The initiative will see officers stopping vehicles where drivers or passengers are not wearing their seatbelts from Monday, 12th September as part of the work carried out by TISPOL, the European traffic police network.

And with schools having gone back across the region at the start of this month, police will be paying particular attention to parents dropping off or picking up their children.

Under current legislation, drivers are responsible for ensuring that suitable safety restraints are worn by all passengers under 14 years old. Children must use an appropriate child car restraint for their weight until they are 135cm tall or their 12th birthday, whichever is first.

As seatbelts do not fit children correctly, an appropriate child car restraint is needed to offer the same level of protection as a seatbelt does for adults. Passengers over 14 years are responsible for wearing their own seatbelt and can therefore face prosecution.

Inspector Phil Grieve, from the Cleveland and Durham Specialist Operations Unit, said: “Anyone travelling in a vehicle and not wearing a seatbelt is putting themselves, and potentially others at a much greater risk of serious injury or death.
“We want to keep motorists and passengers as safe as we possibly can and to reinforce the message that children are especially vulnerable.

“All too often our road policing officers have to deal with incidents where someone could have survived if they had been wearing a seatbelt. Safety restraints are fitted in every vehicle for a reason and the actions we are carrying out over the week should remind drivers why that is.”

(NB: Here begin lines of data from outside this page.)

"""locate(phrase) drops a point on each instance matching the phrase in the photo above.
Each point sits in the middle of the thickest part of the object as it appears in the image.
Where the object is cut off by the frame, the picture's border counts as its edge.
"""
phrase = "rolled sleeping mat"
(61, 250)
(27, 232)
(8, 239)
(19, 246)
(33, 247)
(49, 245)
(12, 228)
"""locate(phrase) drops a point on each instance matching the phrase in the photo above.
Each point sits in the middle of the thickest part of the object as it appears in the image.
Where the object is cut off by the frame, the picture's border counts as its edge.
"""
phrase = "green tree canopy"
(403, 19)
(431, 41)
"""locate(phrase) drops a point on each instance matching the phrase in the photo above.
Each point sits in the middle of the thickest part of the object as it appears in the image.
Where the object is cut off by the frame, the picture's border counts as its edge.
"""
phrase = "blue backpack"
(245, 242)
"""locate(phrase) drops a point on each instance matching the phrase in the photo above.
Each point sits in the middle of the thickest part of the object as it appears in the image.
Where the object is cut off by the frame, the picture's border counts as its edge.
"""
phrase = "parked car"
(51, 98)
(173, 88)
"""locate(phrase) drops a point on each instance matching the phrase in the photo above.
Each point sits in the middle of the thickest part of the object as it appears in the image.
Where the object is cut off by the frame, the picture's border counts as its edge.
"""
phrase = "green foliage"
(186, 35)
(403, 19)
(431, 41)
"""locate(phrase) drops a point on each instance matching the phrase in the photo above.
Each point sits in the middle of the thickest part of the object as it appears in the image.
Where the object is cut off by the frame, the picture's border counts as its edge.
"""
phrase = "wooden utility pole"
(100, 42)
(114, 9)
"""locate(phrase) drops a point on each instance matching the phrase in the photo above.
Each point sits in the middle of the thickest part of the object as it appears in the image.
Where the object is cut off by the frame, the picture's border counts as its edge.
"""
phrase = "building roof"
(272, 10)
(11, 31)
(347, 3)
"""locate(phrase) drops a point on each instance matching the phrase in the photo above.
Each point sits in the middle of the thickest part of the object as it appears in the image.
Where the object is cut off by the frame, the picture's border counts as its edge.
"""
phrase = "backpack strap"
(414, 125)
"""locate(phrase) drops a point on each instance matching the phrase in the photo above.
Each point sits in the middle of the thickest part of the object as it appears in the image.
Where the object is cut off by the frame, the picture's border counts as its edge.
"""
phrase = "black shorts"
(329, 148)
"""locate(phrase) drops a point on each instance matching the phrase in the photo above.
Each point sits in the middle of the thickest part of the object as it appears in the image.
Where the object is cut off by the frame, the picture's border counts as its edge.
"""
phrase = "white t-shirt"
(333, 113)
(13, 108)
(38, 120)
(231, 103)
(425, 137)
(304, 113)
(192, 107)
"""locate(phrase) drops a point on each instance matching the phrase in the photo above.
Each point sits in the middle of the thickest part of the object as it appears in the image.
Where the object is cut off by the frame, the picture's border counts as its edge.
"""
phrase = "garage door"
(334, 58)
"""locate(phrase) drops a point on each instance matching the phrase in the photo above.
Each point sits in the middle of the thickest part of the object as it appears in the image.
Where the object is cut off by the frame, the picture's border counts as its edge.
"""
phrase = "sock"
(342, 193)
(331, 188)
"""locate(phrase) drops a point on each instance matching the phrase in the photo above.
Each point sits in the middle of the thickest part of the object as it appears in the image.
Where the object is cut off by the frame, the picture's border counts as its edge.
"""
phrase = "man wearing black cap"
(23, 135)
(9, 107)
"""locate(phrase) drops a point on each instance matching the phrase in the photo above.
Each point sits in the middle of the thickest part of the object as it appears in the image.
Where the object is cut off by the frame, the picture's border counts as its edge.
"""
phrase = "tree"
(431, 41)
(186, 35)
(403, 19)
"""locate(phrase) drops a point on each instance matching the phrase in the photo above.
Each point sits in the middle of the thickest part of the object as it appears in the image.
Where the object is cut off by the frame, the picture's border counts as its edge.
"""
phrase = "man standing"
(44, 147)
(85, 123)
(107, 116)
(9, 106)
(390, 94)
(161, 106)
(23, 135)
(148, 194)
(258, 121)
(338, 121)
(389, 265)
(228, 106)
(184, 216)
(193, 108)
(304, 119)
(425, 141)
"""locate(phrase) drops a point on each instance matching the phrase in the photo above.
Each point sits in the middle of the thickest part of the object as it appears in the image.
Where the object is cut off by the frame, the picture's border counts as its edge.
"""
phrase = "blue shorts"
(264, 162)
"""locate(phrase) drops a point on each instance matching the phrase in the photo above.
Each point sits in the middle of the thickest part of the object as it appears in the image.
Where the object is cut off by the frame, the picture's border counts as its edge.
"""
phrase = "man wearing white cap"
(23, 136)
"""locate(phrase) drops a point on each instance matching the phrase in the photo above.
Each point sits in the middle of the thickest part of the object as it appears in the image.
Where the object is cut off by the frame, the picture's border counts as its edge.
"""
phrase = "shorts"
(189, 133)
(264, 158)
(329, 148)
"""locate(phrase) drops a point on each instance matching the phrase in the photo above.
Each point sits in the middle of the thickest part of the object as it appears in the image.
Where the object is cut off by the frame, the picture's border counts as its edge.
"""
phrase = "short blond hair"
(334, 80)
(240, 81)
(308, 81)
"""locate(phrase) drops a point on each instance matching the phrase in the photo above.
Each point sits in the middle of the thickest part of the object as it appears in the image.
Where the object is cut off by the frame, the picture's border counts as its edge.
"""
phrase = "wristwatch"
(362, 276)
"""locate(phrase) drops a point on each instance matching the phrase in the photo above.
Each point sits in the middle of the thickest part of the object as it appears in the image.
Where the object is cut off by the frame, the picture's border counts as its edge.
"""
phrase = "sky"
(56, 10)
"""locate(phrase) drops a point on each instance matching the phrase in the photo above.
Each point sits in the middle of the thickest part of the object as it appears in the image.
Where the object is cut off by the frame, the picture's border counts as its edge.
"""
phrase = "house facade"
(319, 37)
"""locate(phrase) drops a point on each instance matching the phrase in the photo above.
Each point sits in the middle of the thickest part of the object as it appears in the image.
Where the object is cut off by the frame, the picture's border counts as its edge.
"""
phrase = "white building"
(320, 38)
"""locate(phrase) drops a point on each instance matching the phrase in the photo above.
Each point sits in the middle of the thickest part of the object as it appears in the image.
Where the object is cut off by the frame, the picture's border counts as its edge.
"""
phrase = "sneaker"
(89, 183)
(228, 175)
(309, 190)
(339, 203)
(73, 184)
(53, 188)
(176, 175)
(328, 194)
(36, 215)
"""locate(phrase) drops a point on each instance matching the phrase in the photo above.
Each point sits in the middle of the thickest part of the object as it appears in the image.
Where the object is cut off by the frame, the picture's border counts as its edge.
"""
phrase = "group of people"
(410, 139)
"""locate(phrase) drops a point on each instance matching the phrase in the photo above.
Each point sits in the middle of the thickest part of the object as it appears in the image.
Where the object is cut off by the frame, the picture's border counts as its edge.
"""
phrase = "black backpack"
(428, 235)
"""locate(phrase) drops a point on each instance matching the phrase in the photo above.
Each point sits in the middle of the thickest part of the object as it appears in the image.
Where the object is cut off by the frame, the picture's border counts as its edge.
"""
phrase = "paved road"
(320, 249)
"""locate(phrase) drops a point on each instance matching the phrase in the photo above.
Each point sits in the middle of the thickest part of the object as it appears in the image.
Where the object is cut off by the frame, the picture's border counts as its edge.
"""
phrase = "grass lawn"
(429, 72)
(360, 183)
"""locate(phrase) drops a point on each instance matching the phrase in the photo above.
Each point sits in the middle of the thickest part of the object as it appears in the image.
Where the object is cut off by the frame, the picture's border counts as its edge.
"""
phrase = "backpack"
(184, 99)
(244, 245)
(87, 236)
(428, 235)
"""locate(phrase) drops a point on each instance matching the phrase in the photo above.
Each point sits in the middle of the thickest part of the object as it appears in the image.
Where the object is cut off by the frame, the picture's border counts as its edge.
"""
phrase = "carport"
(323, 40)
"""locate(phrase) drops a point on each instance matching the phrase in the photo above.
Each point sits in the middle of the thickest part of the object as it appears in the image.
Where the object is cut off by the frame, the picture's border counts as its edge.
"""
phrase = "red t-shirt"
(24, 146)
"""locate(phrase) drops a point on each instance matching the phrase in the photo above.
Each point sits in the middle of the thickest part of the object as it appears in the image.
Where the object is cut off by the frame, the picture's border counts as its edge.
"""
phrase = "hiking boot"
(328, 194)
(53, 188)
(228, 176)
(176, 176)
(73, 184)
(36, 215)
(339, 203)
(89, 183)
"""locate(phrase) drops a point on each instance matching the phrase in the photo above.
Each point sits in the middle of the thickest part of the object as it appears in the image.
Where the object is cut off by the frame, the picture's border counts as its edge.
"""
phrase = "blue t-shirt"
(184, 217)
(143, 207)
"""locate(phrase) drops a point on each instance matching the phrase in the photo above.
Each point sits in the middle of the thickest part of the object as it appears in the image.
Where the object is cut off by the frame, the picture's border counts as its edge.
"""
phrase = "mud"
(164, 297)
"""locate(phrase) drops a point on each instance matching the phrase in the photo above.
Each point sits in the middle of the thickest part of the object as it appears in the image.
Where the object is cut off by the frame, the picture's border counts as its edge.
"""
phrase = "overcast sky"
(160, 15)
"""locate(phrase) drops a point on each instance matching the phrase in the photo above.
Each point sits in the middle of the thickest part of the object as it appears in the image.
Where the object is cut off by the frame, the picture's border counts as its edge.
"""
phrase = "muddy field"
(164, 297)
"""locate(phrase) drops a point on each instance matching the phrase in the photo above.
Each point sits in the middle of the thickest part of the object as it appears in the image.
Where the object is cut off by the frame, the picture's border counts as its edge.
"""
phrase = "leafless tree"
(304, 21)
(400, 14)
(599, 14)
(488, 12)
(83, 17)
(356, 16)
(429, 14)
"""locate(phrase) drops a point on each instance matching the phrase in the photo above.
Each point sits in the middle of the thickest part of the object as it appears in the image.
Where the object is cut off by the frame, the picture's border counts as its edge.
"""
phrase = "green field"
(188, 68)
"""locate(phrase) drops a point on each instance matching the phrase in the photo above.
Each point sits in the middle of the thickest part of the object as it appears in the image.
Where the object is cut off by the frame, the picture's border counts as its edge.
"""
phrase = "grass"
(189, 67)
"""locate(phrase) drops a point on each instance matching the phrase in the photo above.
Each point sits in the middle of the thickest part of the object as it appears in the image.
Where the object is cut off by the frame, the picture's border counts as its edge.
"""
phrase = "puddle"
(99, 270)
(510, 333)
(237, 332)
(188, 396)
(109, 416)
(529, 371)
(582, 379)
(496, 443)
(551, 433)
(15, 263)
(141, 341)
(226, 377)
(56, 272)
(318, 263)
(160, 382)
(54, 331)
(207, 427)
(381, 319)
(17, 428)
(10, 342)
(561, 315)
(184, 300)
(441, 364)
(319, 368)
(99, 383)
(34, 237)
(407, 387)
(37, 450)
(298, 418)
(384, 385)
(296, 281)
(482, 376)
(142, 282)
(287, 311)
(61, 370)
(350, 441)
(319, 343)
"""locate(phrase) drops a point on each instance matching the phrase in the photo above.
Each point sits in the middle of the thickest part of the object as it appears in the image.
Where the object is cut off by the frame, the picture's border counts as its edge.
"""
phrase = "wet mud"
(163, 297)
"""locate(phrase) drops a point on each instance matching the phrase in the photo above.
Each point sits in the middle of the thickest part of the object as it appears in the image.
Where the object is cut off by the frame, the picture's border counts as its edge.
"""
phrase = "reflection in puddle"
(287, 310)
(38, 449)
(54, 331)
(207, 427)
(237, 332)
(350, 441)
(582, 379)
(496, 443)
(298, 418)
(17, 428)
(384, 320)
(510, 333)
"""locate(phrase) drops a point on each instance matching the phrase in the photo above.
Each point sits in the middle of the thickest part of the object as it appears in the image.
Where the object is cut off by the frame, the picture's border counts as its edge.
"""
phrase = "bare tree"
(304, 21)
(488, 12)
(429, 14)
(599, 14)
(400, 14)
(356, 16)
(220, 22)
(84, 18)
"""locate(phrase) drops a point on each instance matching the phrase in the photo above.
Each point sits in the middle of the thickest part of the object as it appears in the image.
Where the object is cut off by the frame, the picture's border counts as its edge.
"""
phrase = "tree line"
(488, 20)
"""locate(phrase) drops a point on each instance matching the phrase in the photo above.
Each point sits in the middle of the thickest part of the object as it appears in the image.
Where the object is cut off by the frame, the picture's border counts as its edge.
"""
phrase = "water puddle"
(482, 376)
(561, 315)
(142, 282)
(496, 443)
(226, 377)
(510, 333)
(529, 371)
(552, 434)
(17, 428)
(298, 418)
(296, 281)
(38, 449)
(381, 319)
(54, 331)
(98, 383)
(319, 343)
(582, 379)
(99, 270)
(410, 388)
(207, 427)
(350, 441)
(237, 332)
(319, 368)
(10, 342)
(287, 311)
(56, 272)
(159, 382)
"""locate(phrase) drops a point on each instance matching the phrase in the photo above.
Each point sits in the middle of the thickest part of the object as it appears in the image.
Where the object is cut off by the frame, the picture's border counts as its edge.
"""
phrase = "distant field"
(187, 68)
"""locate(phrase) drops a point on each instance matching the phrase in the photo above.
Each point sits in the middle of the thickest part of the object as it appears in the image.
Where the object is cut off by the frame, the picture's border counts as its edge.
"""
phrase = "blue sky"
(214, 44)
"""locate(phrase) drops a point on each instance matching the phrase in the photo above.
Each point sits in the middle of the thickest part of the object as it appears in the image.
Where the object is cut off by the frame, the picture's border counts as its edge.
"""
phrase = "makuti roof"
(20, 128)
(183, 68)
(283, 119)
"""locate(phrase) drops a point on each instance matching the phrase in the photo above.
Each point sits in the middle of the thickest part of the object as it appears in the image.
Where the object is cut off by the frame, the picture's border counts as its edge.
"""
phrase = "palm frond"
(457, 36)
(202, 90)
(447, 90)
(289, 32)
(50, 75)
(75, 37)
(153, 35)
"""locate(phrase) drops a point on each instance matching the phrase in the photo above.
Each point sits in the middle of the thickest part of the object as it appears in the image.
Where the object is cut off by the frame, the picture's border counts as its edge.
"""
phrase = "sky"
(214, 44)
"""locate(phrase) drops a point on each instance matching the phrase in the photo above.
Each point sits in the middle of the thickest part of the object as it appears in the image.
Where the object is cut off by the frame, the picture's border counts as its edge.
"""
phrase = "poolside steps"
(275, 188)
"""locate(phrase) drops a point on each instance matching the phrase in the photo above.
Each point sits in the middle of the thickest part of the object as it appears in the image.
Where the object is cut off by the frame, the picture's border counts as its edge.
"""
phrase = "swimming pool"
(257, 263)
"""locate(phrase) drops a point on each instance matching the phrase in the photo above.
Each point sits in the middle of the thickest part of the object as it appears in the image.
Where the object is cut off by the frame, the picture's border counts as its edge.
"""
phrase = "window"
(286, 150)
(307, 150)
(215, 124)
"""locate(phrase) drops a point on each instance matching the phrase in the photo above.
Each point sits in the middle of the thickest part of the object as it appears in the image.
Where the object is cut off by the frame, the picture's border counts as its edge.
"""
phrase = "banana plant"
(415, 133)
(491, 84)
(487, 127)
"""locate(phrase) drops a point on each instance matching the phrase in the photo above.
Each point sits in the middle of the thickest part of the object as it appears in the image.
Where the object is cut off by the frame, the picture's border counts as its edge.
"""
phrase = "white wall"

Police and Crime Commissioner for Cleveland, Barry Coppinger, said: “Campaigns like this one are extremely important in order to save lives and save people from being seriously injured in road traffic collisions. Seatbelts not being worn is one of the ‘fatal four’ contributory factors in which people involved in collisions are killed or seriously injured. I fully support any campaign which aims to make our roads safer and save lives.”

A week-long campaign held across Cleveland and Durham in March this year saw 60 seatbelt offences recorded in the two force areas and 4,212 across the UK overall.

- There were 54 child deaths in 2015, one more than in 2014. It has been identified that the majority of car seats across the UK are incorrectly fitted, where two in every three are not fitted properly. This may be contributing to the continuing rise in child road death and injury.
- In a crash at 30mph, if you are unrestrained your body will hit anything in front of you with a force equivalent to 30 to 60 times your own body weight
- Failing to wear a seatbelt carries a penalty of £100, should motorists be given an on-the-spot fine. Prosecution can lead to a maximum fine of up to £500.